[GSoC] The Apertium Project and mine
This is the beginning of a set of articles in English and marked as [GSoC], standing for Google Summer of Code. I am working on The Apertium Project (Apertium’s wiki, wikipedia), I will here present my project, what I have done and what is the very next step.
The Apertium Project
Apertium is an free software machine translation (MT) platform that first began with closely related languages like Catalan-Spanish-Galician and so on… The goals of the project are mainly:
- to provide an “human comprehensible” translation for language-pairs that are not well supported by other MT engine and/or that are closely related.

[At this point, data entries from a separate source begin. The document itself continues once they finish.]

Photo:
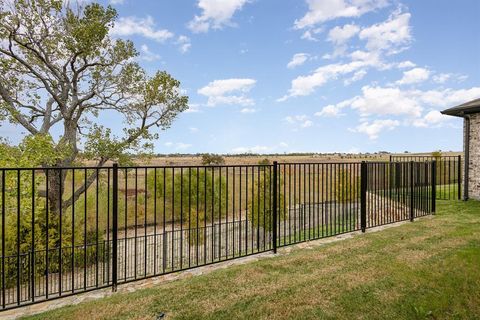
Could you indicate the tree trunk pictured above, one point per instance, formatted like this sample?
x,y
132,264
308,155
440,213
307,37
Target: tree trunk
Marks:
x,y
56,189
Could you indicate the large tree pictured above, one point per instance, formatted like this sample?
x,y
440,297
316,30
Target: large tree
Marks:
x,y
60,70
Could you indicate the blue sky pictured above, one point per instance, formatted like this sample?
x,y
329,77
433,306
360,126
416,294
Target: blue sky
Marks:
x,y
273,76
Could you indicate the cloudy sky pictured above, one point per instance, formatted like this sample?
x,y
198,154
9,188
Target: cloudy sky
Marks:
x,y
310,75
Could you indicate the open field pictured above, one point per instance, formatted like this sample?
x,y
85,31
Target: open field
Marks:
x,y
422,270
169,160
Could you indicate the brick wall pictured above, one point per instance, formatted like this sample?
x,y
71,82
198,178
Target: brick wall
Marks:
x,y
474,163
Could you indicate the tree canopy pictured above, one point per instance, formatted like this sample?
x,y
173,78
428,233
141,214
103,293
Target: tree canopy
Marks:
x,y
60,70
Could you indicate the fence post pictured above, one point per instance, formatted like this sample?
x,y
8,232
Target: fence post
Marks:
x,y
434,185
114,226
363,196
275,205
412,189
459,177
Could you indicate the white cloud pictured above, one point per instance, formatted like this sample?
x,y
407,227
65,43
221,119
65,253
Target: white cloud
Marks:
x,y
444,77
297,60
340,35
301,121
391,36
215,14
228,91
306,85
254,149
432,119
329,111
386,101
406,64
373,129
129,26
148,55
320,11
178,145
415,75
385,38
357,76
193,108
311,33
440,99
184,43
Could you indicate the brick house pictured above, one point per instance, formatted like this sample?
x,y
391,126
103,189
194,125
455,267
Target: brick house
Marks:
x,y
470,112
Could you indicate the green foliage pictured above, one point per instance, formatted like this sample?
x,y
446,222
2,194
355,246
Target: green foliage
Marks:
x,y
26,227
182,191
264,162
260,207
58,65
437,155
210,159
347,185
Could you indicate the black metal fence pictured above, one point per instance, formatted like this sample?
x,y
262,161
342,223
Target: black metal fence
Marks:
x,y
71,230
449,173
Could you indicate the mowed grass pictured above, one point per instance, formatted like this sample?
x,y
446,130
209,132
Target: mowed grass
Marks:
x,y
429,269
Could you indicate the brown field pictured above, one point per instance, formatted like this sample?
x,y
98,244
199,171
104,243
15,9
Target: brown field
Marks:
x,y
186,160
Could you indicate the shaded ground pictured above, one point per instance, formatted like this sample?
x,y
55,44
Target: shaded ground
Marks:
x,y
428,269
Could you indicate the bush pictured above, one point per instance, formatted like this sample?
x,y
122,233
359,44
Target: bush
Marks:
x,y
260,208
181,192
210,159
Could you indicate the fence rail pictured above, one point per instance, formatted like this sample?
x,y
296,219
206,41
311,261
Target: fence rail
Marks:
x,y
71,230
449,173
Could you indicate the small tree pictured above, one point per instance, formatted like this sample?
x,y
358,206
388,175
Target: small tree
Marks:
x,y
260,208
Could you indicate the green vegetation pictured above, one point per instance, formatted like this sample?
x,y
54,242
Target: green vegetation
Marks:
x,y
260,208
210,159
347,186
65,79
422,270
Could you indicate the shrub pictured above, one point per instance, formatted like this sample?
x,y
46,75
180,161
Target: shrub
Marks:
x,y
210,159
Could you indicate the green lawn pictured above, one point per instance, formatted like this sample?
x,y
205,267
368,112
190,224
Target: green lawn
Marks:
x,y
429,269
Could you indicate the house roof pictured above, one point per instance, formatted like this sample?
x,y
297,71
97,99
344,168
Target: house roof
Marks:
x,y
463,109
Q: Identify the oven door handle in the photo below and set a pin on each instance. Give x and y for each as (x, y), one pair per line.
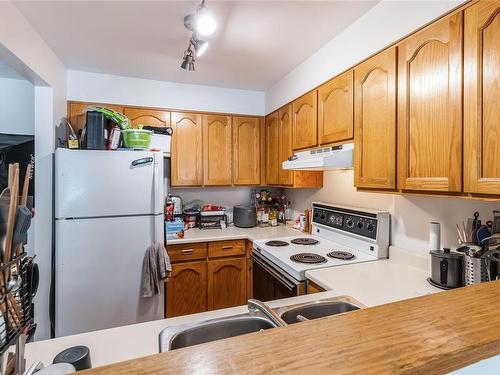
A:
(285, 282)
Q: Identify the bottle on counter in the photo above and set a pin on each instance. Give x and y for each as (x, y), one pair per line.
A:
(273, 218)
(288, 212)
(169, 208)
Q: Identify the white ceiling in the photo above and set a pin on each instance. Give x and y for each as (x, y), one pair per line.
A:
(6, 71)
(255, 45)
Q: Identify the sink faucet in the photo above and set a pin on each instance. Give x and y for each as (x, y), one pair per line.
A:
(256, 305)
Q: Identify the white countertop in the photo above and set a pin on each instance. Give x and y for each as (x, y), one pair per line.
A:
(136, 340)
(402, 276)
(234, 233)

- to be good (efficient) for build MT systems for smaller languages with little of no parallel corpora.
- to be fast.
It is indeed also a sandbox for linguistic researchers. My supervisor has been working on Welsh-English and Breton-French pairs for example.

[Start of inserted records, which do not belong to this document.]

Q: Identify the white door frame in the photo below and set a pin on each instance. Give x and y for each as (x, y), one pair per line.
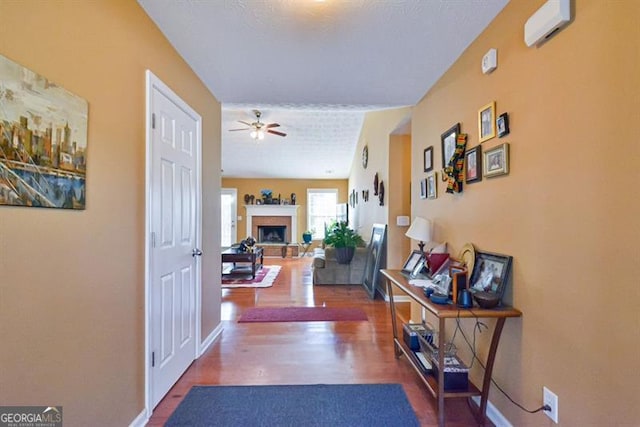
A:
(154, 82)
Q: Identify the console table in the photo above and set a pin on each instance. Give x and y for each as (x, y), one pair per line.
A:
(443, 312)
(254, 258)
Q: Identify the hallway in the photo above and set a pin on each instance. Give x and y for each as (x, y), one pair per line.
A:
(306, 352)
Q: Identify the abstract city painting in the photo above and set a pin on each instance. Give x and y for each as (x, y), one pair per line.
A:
(43, 141)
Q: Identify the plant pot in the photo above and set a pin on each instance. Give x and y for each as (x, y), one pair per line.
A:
(345, 255)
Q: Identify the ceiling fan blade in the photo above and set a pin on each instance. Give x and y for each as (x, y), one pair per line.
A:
(275, 132)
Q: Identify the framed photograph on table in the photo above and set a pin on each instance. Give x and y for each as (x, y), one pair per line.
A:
(487, 122)
(448, 140)
(496, 161)
(432, 186)
(412, 262)
(491, 272)
(473, 164)
(428, 159)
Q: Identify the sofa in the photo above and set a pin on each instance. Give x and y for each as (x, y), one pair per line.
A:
(327, 271)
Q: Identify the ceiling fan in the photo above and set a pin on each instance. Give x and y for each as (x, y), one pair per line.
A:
(258, 128)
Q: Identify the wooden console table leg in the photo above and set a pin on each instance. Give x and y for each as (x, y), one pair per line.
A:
(486, 382)
(441, 371)
(392, 306)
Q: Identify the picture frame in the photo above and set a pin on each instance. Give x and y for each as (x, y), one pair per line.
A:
(487, 122)
(448, 141)
(432, 186)
(428, 159)
(412, 262)
(495, 161)
(473, 164)
(502, 125)
(491, 273)
(418, 270)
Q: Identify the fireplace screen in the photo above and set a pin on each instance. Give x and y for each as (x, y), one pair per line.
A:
(271, 233)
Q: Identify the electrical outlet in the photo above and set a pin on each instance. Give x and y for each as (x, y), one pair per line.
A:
(551, 399)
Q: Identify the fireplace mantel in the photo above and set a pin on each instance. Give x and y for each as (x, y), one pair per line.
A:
(274, 210)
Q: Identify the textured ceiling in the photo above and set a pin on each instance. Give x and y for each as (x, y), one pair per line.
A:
(314, 67)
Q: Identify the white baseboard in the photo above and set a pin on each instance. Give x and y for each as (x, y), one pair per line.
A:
(400, 298)
(493, 414)
(210, 339)
(140, 420)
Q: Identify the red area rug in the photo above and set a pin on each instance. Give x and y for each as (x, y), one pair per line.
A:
(264, 278)
(302, 314)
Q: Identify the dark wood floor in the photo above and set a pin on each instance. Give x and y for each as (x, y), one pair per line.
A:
(307, 352)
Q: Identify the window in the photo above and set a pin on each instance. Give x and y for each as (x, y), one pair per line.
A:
(321, 209)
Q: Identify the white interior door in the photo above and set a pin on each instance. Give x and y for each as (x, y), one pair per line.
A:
(174, 221)
(229, 216)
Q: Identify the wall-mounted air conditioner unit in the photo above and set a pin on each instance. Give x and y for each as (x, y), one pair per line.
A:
(547, 21)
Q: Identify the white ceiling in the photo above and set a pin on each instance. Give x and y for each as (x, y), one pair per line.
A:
(315, 67)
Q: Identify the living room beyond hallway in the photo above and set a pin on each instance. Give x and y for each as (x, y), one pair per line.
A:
(343, 352)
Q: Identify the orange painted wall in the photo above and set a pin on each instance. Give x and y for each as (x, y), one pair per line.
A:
(72, 282)
(284, 187)
(567, 212)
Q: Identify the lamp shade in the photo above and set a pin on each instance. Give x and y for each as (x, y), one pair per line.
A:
(420, 230)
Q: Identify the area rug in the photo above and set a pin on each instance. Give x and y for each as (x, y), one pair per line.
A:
(264, 278)
(343, 405)
(302, 314)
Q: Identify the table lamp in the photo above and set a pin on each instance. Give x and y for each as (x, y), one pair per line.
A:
(420, 230)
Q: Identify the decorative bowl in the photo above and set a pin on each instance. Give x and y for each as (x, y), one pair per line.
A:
(486, 299)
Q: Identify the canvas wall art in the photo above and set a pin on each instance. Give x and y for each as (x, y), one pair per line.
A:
(43, 141)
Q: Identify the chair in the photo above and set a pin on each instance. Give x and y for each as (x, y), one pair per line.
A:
(363, 269)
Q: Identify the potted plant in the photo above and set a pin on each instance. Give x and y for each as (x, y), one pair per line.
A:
(344, 239)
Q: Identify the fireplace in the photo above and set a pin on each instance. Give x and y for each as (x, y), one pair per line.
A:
(273, 216)
(272, 233)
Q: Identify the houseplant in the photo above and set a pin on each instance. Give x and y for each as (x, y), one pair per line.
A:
(344, 239)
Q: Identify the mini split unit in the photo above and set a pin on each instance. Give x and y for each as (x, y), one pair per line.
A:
(547, 21)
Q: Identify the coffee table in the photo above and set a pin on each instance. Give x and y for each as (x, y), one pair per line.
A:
(255, 259)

My project is to build a multi-engine translation synthetizer for Apertium. Why? Because multi-engine machine translation (MEMT) researchers have shown that it could lead to improvements and Apertium’s translation is far from being perfect. Are Google translate or Systran perfect? No! We would like to combine the strengths (and not the weaknesses!) of different open source (free software compatible) engines. One of them is Moses, a statistical machine translation engine (MTE). As it is very different from Apertium, which is a ~shallow transfer ruled based MTE, we hope that it would enable us to use this differences to make a better translation by merging two translations: one from MOSES, one from Apertium.
The project would be to generate different hypotheses from the “best” possible combinations of the two translations and then to rank them and propose the better one(s). It should be able to deal with other MTE than Moses so the hypoptheses generation will be “generic” (syntactic). My part of the repository for this project is here, there is also my page on Apertium’s wiki. People that are interested in more details can consult my proposal (pdf).
What has been done
The strong point of Moses is that it needs only a corpus with pairwise traductions of phrases to statistically learn a pair. The weak point with MOSES is that it is very slow with big phrase-tables. Spectie (my beloved mentor whose name should be preceded by “Ô”) provided one corpus for Welch-English (cy-en) that will be used as . The generated phrase-table has to be shrinked down (it is currently 2.62 GB big) using statistical methods: Fisher exact test on frequencies of pairs. What I have done until now was to implement Johnson, J.H., Martin, J., Foster, G., and Kuhn, R. (2007): Improving Translation Quality by Discarding Most of the Phrasetable. My implementation prunes 30k lines in 6min. This time can still be lowered, but I have a lot of others things to do right now.
And the next step
We will compute both traductions and then merge them to form a composed traduction better than Apertium’s or MOSES’ alone. Easy? The very next step is to generate the aligment for words from both traductions. The first implementation that I will do will be a pair-wise (word to word) alignment and apply some kind of “minimal crossing edges” heuristic. To get the idea, it would be trying to minimize the crossing number on a word to word alignment. I don’t state that this is the way to align two hypotheses, and this is “already worked on” stuff. There are already other things in the TODO list that can be found in my proposal. This is for our next rendez-vous.